O quantificador produto corresponde ao produto de termos por vezes conhecido como produtório.  Na notação utilizada, (P i : m <= i < n : f(i)) tem exactamente o mesmo significado que o usual produto (representado pela letra pi maiúscula, impossível de escrever em HTML) de f(i) com i variando entre m e n (exclusivé).  Por exemplo, a definição de factorial é n! = (P i : 1 <= i <= n : i ) se n >= 0.

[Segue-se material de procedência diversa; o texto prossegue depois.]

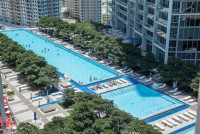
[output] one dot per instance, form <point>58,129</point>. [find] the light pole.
<point>197,130</point>
<point>3,113</point>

Se se pretendesse escrever a condição objectivo duma função que calcula o factorial de n (sendo n um parâmetro da função), poder-se-ia escrever:

int factorial(int n)
{
    // PC: n >= 0
    int resultado;

    // CO: resultado = (P i : 1 <= i <= n : i)
    return resultado;
}

1.2.3  Conjunções e o quantificador universal

O quantificador universal corresponde à conjunção de vários predicados usualmente conhecida por "qualquer que seja"*.  Na notação utilizada, (Q i : m <= i < n : p(i)) tem exactamente o mesmo significado que a conjunção das proposições p(i) com i variando entre m e n (exclusivé).  Por exemplo, a definição da função (matemática!) primo(n), que tem valor V se n é primo e F no caso contrário, é: assumindo que % é a operação resto da divisão inteira (como em C++).

Se se pretendesse escrever a condição objectivo duma função (agora em C++) que devolve o valor lógico verdadeiro quando n (sendo n um parâmetro da função) é um número primo, e falso no caso contrário, poder-se-ia escrever:

bool éPrimo(int n)
{
    // PC: n >= 0
    bool é_primo;

    // CO: é_primo = ((Q i : 1 < i < n : n % i <> 0) e n > 1)
    return é_primo;
}

* Se não é claro para si, pense no significado de escrever "todos os humanos têm cabeça".  A tradução para linguagem (quase) matemática seria "qualquer que seja h pertencente ao conjunto dos humanos, h tem cabeça".  Como o conjunto dos humanos é finito, podemos escrever por extenso, listando todos os possíveis humanos: "o Yeltsin (aparenta) ter cabeça e o Sampaio tem cabeça e ...".  Isto é, a conjunção de todas as afirmações.

1.2.4  Disjunções e o quantificador existencial

O quantificador existencial corresponde à disjunção de vários predicados usualmente conhecida por "existe pelo menos um".  Na notação utilizada, (E i : m <= i < n : p(i)) tem exactamente o mesmo significado que a disjunção das proposições p(i) com i variando entre m e n (exclusivé).

Este quantificador está estreitamente relacionado com o quantificador universal.  É sempre verdade que ~ (Q i : m <= i < n : p(i)) = (E i : m <= i < n : ~ p(i)), ou seja, se não é verdade que para qualquer i p(i) é verdadeira, então existe pelo menos um i para o qual p(i) é falsa.  Aplicado à definição de número primo acima, temos ~ primo(n) = ~ (Q i : 1 < i < n : n % i <> 0) = (E i : 1 < i < n : n % i = 0), para n > 1.  I.e., um número maior do que 1 não é primo se for divisível por algum inteiro maior do que 1 e menor que ele próprio.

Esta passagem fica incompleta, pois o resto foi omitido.